= Lo Siaw Ging =

Indonesian doctor in Central Java (1934–2024)

Lo Siaw Ging (born Thomas Becket Lo Siauw Ging; 16 August 1934 – 9 January 2024), known as Doctor Lo, was an Indonesian doctor in Surakarta, Central Java. He was notable for his pro bono practice, where he treated patients without payment for 50 years. He also paid the hospital bills of the poor.

== Biography ==
Siaw Ging was inspired by another Indonesian Chinese Doctor Oen Boen Ing (1903–1982), who, like Doctor Lo had a pro bono practice in Surakarta, where Lo met Oen, and learned about his humanitarian values.

According to his wife, Gan May Kwee, after qualifying, from Airlangga University in 1962, he contracted leptospirosis and came close to death. He regarded this as a sign from God and in 1968 opened his pro bono medical practice. Doctor Lo also said that his father had said that if he wished to become wealthy he should become a merchant, not a doctor.

Siaw Ging told the poor who had delayed attending his practice until they or their children were seriously ill that they should have come sooner because he would treat them free of charge. Patients reported that he would provide a code to receive free medication at dispensing pharmacy, or give them money in an envelope to pay for the prescription.

According to a neighbour, he would tell patients asking about fees at his practice "are you already wealthy? It's better you use your money to buy medication and educate your children" [than pay me for my services]. Although he did not charge his patients fees, some would leave an envelope in the amount of the patient's choosing.

During the May 1998 riots of Indonesia, where many Chinese businesses and individuals were targeted for racial violence, Lo kept his practice open despite an evacuation order, and said he would treat rioters and the slanted eyed (i.e. ethnic Chinese) both the same. His residence was protected by his neighbours from violence.

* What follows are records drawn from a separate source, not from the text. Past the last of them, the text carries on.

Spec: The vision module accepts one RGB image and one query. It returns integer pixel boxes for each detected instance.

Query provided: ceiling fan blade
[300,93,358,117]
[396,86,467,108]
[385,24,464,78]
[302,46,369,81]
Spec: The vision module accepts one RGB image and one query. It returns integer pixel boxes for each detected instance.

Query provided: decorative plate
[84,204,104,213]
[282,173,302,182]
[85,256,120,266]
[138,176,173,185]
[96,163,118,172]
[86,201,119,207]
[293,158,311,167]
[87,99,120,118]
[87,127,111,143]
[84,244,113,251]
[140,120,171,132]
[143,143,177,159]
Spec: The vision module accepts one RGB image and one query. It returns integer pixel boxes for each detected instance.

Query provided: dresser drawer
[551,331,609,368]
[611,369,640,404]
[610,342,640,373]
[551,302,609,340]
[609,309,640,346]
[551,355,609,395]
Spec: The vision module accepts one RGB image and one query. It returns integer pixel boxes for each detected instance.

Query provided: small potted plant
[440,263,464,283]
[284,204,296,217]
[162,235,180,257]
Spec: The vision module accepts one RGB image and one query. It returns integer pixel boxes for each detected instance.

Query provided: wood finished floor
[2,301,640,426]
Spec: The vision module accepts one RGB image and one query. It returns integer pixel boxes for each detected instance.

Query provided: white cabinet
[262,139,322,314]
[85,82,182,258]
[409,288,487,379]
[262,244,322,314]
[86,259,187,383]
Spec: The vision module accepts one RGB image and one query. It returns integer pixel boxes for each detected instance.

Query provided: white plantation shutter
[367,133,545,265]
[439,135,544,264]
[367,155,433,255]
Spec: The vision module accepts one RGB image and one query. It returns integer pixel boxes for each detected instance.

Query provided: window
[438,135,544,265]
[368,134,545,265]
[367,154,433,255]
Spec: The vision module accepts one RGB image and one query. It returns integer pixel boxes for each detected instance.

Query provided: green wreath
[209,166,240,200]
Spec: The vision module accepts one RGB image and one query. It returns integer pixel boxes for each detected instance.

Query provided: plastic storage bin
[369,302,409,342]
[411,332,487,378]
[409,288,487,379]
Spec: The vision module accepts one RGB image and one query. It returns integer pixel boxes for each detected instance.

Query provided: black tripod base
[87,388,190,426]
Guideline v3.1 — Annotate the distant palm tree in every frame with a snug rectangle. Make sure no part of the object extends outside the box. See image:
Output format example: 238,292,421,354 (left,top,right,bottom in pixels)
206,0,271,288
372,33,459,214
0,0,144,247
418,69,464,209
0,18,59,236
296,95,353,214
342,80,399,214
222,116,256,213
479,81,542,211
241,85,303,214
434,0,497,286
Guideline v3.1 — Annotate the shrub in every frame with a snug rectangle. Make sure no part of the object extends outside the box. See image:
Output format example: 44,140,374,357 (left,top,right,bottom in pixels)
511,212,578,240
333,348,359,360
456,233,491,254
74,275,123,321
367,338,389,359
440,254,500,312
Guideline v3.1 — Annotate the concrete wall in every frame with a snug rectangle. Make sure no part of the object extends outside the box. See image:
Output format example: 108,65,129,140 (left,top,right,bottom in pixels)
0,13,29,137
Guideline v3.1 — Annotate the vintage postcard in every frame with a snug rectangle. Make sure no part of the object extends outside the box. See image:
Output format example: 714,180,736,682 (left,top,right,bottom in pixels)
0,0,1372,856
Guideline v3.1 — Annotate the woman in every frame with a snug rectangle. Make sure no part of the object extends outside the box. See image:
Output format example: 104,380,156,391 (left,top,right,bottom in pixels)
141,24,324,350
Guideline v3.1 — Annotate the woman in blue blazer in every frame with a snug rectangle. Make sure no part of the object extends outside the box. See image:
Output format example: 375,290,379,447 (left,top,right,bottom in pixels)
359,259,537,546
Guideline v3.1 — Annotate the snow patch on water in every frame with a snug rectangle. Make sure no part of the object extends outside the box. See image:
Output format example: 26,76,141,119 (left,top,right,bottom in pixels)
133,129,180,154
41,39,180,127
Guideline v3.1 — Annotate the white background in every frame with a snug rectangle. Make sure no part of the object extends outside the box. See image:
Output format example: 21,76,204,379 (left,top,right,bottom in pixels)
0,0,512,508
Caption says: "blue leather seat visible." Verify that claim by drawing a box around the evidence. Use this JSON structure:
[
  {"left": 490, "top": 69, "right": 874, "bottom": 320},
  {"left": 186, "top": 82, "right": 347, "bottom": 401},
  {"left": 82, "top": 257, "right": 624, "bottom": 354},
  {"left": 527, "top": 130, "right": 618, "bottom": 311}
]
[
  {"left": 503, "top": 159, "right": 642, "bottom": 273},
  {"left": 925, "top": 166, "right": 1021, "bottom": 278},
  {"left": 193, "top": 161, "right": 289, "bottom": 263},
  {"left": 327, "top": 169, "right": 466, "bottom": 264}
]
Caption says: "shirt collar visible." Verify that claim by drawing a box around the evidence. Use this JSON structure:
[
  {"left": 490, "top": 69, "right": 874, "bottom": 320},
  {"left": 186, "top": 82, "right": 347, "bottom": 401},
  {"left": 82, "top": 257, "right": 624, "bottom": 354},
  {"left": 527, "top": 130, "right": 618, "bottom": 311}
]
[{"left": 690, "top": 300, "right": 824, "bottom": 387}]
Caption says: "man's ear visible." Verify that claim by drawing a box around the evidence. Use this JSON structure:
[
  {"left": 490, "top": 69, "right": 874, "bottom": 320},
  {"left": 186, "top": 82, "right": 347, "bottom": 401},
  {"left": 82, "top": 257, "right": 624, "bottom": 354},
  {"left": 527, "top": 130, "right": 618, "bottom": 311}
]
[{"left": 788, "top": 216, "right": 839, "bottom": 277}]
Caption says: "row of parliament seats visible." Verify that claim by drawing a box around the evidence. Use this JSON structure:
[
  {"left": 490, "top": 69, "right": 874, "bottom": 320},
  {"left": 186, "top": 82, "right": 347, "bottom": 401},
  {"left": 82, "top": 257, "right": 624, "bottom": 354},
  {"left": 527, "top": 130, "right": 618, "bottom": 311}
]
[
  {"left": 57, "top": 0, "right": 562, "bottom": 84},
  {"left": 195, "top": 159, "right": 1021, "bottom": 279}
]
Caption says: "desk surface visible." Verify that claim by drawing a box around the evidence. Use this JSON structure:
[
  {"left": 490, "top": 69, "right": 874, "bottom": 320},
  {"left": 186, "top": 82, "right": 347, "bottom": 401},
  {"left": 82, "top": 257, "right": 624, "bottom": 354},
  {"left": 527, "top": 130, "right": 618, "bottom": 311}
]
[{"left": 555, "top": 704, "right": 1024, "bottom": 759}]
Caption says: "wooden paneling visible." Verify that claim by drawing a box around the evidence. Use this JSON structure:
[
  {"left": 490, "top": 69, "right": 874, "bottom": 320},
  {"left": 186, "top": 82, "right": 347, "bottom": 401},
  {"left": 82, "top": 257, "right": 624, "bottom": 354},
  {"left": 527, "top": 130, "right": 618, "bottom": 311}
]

Siaw Ging was director of the Kasih Ibu hospital in Surakarta from 1982 until 2004. After his retirement he continued to practice from home.

In 2016 he suffered a stroke and was treated free of charge by Kasih Ibu. He was treated again in 2021, 2022, and April 2023 by the same hospital following falls.

On 22 December 2023, he was admitted to Kasih Ibu. He died there on 9 January 2024, at the age of 89. Thousands of people paid their respects at the funeral home before his cremation.